Structural Change and Development
The first part of this lecture will present some broad facts about growth and development and motivate the use of models of structural change to study development. The second part will briefly survey benchmark models of structural change and their key implications. The core of the lecture will focus on industrialization patterns in recent developing economies, including a number of Asian economies. I will document the heterogeneity in industrialization experiences, and interpret them in the context of benchmark models of structural change. I will close by presenting some new evidence on cross country differences in manufacturing productivity and their implications for closing aggregate productivity gaps.
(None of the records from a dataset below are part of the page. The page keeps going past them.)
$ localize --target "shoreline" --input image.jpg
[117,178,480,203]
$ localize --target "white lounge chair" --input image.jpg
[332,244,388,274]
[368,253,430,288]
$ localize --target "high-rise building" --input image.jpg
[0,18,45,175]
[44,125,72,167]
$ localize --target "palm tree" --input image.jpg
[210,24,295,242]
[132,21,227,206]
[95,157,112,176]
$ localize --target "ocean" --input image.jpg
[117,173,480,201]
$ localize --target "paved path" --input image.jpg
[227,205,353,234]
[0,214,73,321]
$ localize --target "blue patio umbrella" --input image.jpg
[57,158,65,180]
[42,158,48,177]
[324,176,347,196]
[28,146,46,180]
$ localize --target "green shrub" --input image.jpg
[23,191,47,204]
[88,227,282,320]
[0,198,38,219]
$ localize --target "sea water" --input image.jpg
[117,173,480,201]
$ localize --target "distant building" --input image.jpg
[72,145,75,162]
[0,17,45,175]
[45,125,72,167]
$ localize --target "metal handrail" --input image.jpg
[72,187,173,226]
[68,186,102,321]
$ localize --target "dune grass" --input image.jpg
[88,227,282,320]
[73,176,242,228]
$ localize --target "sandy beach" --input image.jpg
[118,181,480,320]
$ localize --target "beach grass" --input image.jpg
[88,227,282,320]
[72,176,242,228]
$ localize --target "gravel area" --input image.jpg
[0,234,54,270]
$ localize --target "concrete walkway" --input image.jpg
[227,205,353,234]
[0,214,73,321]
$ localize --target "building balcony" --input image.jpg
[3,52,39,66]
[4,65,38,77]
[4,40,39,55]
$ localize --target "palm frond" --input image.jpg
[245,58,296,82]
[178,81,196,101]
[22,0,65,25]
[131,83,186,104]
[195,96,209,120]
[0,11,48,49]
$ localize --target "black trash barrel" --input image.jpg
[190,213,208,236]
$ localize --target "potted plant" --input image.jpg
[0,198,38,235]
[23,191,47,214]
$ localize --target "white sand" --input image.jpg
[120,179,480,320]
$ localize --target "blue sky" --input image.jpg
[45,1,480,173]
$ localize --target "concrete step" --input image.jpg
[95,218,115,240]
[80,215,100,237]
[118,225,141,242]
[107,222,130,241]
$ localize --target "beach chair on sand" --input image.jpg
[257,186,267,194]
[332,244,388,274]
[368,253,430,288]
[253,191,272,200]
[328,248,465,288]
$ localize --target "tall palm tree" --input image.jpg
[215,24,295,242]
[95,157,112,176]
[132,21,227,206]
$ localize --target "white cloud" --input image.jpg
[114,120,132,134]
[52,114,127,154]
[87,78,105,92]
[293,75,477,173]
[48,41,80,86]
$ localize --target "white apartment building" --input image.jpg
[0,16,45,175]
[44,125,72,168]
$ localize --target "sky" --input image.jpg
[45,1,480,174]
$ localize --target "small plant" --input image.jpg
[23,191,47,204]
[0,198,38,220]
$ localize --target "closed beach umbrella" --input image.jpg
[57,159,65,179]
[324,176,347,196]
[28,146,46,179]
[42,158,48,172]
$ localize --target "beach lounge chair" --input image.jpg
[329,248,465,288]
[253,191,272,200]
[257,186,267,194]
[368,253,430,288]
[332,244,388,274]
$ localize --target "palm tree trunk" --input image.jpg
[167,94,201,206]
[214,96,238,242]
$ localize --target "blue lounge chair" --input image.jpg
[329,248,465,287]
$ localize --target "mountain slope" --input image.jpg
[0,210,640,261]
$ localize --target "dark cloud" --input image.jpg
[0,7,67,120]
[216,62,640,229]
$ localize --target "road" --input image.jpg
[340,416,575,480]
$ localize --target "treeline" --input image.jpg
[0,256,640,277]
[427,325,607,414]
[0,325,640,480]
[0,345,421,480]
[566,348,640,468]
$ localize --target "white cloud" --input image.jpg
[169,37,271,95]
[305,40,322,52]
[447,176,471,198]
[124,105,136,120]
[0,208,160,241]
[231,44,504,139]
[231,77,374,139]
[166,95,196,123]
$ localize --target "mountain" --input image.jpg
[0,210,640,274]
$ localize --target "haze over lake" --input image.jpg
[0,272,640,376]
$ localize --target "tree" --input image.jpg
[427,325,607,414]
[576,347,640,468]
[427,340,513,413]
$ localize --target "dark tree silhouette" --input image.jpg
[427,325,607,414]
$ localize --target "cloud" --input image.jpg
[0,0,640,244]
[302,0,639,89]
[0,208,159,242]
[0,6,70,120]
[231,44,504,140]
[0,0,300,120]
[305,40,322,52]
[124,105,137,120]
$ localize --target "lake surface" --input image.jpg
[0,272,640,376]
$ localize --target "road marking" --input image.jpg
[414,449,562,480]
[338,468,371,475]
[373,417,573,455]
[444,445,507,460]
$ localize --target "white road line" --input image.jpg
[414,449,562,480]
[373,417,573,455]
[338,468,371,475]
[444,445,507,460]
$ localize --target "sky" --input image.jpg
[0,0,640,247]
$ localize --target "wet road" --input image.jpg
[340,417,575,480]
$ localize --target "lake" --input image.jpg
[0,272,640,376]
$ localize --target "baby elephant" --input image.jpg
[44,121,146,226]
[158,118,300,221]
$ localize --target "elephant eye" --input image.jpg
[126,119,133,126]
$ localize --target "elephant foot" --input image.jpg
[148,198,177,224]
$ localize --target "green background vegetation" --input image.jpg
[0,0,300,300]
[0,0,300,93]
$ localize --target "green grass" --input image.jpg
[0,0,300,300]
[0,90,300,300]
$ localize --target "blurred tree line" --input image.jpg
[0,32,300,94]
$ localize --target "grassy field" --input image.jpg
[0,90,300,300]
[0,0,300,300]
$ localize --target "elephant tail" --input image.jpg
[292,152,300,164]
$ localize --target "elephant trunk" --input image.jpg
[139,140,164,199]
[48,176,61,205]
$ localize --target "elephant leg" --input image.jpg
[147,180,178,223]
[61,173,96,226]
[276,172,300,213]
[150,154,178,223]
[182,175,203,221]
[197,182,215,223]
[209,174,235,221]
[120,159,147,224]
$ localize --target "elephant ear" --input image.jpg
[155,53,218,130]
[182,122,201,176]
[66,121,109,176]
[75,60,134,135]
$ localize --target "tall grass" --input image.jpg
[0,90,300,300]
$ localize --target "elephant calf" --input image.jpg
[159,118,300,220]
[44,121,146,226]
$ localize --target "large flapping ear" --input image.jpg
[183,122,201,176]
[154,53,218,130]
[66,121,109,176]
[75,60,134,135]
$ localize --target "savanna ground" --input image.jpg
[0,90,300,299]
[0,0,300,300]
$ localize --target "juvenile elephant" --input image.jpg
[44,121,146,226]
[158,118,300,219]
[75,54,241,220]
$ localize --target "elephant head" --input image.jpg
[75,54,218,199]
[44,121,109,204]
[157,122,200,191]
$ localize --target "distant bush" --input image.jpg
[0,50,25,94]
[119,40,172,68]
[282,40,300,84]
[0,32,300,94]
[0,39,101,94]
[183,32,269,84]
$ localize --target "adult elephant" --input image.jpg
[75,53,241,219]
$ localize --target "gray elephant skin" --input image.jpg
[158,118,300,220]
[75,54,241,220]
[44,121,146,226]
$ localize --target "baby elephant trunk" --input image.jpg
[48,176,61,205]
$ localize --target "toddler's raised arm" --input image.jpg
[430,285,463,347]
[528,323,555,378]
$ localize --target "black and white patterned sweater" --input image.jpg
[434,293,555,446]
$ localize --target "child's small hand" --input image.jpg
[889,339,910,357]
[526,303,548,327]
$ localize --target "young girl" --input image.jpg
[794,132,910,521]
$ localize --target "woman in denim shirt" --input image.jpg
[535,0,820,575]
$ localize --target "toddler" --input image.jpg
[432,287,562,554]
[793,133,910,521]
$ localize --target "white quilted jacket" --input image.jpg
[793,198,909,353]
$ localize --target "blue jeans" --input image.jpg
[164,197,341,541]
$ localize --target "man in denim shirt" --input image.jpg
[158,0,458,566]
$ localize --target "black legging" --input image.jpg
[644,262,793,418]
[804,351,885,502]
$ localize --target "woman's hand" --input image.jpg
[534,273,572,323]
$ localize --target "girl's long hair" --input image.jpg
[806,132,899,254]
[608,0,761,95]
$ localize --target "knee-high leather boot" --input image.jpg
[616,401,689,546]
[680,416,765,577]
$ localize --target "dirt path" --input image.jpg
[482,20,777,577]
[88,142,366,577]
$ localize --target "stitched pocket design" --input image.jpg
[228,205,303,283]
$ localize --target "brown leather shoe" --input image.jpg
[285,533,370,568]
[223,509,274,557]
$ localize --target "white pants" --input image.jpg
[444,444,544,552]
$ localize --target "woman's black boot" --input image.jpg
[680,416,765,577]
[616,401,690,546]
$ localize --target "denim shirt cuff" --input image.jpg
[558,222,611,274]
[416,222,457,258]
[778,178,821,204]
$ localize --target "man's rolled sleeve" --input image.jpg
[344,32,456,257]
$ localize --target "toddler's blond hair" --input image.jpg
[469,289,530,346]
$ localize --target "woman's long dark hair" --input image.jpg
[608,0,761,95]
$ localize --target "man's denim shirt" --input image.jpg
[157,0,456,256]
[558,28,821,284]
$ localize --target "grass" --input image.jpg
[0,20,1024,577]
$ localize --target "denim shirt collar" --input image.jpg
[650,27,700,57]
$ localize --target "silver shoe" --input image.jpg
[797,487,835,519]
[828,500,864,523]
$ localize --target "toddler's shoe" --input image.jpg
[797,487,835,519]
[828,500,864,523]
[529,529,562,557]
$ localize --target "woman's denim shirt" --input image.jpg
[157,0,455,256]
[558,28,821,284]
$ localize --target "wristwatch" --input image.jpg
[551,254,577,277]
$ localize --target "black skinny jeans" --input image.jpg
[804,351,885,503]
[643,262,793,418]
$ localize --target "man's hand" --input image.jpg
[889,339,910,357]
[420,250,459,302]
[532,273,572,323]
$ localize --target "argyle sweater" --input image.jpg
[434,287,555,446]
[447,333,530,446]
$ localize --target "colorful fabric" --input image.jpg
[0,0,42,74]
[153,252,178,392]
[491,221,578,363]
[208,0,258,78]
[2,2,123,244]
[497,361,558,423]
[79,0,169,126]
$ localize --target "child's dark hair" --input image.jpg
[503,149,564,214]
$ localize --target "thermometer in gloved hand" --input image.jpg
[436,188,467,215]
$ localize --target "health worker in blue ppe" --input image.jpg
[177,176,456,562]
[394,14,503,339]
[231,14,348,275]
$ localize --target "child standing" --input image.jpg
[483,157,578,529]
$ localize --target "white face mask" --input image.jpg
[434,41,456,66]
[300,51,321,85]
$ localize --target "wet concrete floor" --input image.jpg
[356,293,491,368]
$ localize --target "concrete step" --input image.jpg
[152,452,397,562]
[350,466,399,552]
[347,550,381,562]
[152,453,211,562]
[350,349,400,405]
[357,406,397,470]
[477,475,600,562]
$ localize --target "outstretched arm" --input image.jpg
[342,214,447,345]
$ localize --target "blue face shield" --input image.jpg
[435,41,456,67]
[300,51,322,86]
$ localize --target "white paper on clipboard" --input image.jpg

Some relevant papers (click on the title to view):
1) Growth and Structural Transformation
Structural transformation refers to the reallocation of economic activity across the broad sectors agriculture, manufacturing and services. This review article synthesizes and evaluates recent advances in the research on structural transformation. We begin by presenting the stylized facts of structural transformation across time and space. We then develop a multi–sector extension of the one–sector growth model that encompasses the main existing theories of structural transformation. We argue that this multi–sector model serves as a natural benchmark to study structural transformation and that it is able to account for many salient features of structural transformation. We also argue that this multi–sector model delivers new and sharper insights for understanding economic development, regional income convergence, aggregate productivity trends, hours worked, business cycles, and wage inequality. We conclude by suggesting several directions for future research on structural transformation.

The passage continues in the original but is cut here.